I look into his deep navy-blue eyes, and that prompts him to crush our lips together in a hot, wanting kiss. I kiss him back, despite knowing it’s wrong on so many levels I can’t keep track of them. When he finally let’s go of my hands, I wrap them in his hair and keep him close, deepening the kiss with my own desire for this handsome, dangerous man.
I love the touch of his tongue on mine, so I get frustrated when suddenly he bites my lower lip and stops the kiss.
“You choked me,” I say again, and he rolls over from me with an equally frustrated sigh.
“I… I’ve never wanted anyone else the way I want you,” he says, lying on his back with a hard dick on the loose.
I keep silent. It feels like my heart wants to escape through my throat. I know if I tried to say anything, my voice would waver.
“I know I said it jokingly, andto mess with you before, but I think I actually might have—”
“It’s just the attraction, probably,” I stop him from another love confession, because it can’t be true. Not if I want to be alive. “We barely know each other.”
I’m fully aware I sound like I am trying to convince myself.
“Well, being married, we will get to know each other pretty well—sooner or later,” he points out, getting up.
“Just… don’t get to know me well enough for me to become your greatest weakness,” I say bluntly to feel him out.
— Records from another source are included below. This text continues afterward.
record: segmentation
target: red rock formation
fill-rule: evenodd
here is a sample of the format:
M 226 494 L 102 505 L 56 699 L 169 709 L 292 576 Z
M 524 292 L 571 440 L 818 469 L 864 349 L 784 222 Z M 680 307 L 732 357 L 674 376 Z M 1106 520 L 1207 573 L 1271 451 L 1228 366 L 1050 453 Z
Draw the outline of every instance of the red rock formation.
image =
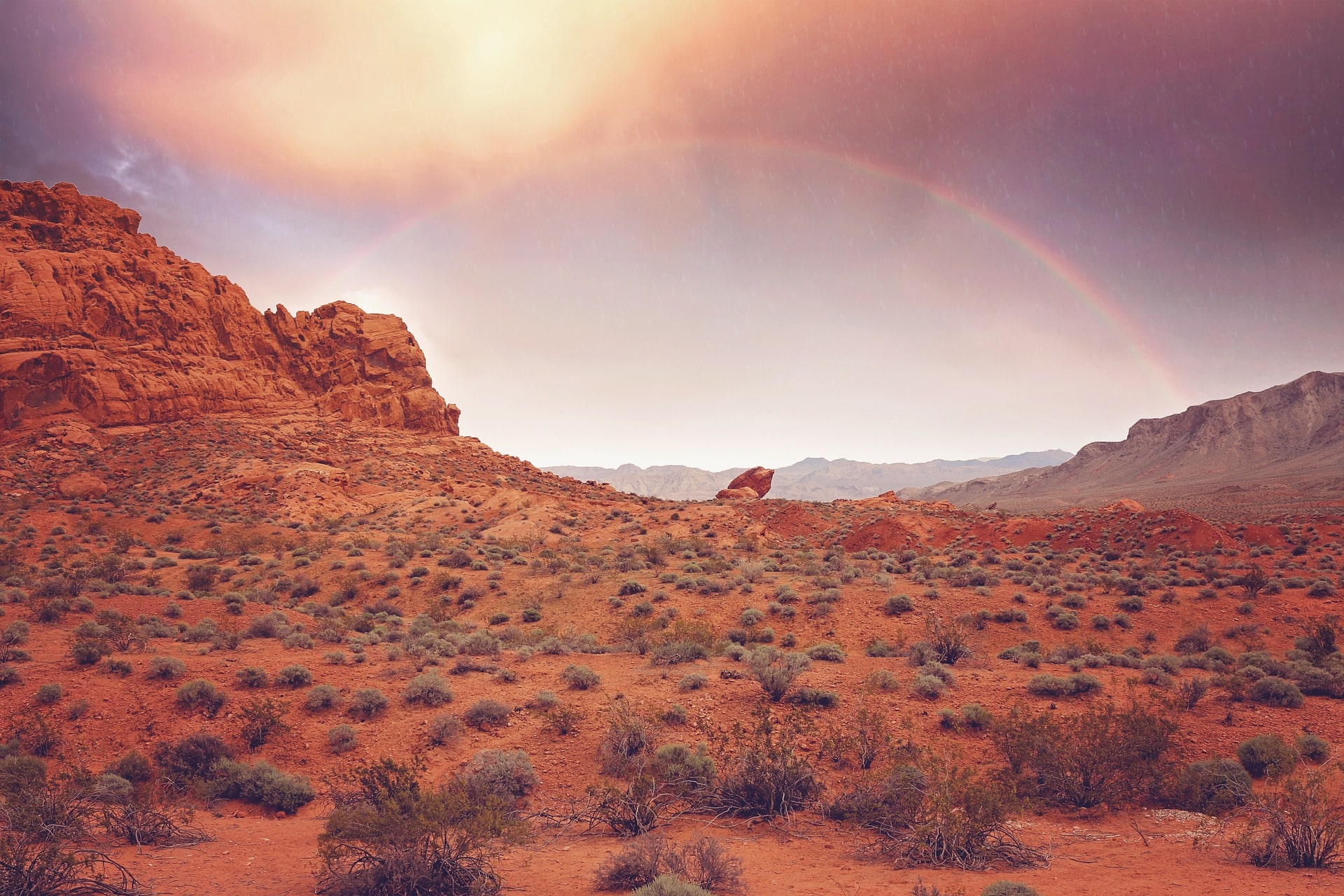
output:
M 774 470 L 763 466 L 753 466 L 746 473 L 739 473 L 728 482 L 728 488 L 720 489 L 716 498 L 763 498 L 770 490 L 774 480 Z
M 71 184 L 0 181 L 0 433 L 259 410 L 458 433 L 401 318 L 345 302 L 262 316 L 138 227 Z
He doesn’t look at me. I observe how he puts his leather pants on his still semi-hard dick. Am I already his weakness? Was that why he choked me yesterday?
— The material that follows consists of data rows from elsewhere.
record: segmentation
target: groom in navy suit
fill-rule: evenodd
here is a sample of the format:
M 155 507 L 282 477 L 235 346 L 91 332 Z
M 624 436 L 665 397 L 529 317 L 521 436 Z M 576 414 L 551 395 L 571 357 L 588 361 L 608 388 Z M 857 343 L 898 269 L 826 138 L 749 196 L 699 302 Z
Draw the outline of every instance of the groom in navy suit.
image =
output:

I need to break that mate bond of ours sooner than I thought. And I have to hurry in case he gets too curious for his own good again—like that night of my brother’s dinner party, but during sex this time. If he marks me before I reject him, we’ll be bonded forever, and there will be even more evidence against my lie.
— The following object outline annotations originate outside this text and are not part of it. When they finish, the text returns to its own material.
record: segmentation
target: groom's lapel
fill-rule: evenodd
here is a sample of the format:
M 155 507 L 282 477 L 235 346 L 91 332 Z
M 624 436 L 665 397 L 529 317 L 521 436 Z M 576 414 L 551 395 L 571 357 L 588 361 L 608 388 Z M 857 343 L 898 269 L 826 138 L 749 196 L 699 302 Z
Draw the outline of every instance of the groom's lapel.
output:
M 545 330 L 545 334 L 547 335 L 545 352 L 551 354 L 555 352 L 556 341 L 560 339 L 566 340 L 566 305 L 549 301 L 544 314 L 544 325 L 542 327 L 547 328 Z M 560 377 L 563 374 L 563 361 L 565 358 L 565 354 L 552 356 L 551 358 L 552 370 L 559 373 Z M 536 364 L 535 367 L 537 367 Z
“Give me one date,” he insists, after putting a loose black tank top on. Goddess, he looks like a rockstar, and I’m here for it. “I’ll show you we can have fun together, even with me being a cruel asshole.”
I shake my head at his sexy, arrogant smirk and stand up, too.
“You keep asking me on this magical date, but—”
“Sunday.”
I pause.
“You know I don’t behave well when you are acting like two different people.” I look for some kitchen-appropriate dresses in my wardrobe, so I don’t see his facial expression.
“It’s allme. Just me. You know I only do what I want. Don’t overthink it. I don’t do well with mental breakdowns.”
I turn around to look at him. He has a smirk plastered to his handsome, stubble-covered face.
“I think you actually did pretty well,” I admit, taking one of the dresses out and putting it on over my head. “I half expected to be stabbed or something, but you just removed yourself from a toxic situation, and set boundaries as you should.”
He has his left brow arched with clear amusement on his face.
“Look at us, being all mature and stuff,” he says, “Hm, maybe I don’t feel my true mate, because I just don’t have one. What do you think?”
There is this unsettling glint in his eyes that makes me really uncomfortable. Is he still suspecting something? Is he taunting me on purpose?
“I… I think, mate or not, you are enough, and you shouldn’t let anyone tell you otherwise.”
And I do believe that, in some weird fucked-up way.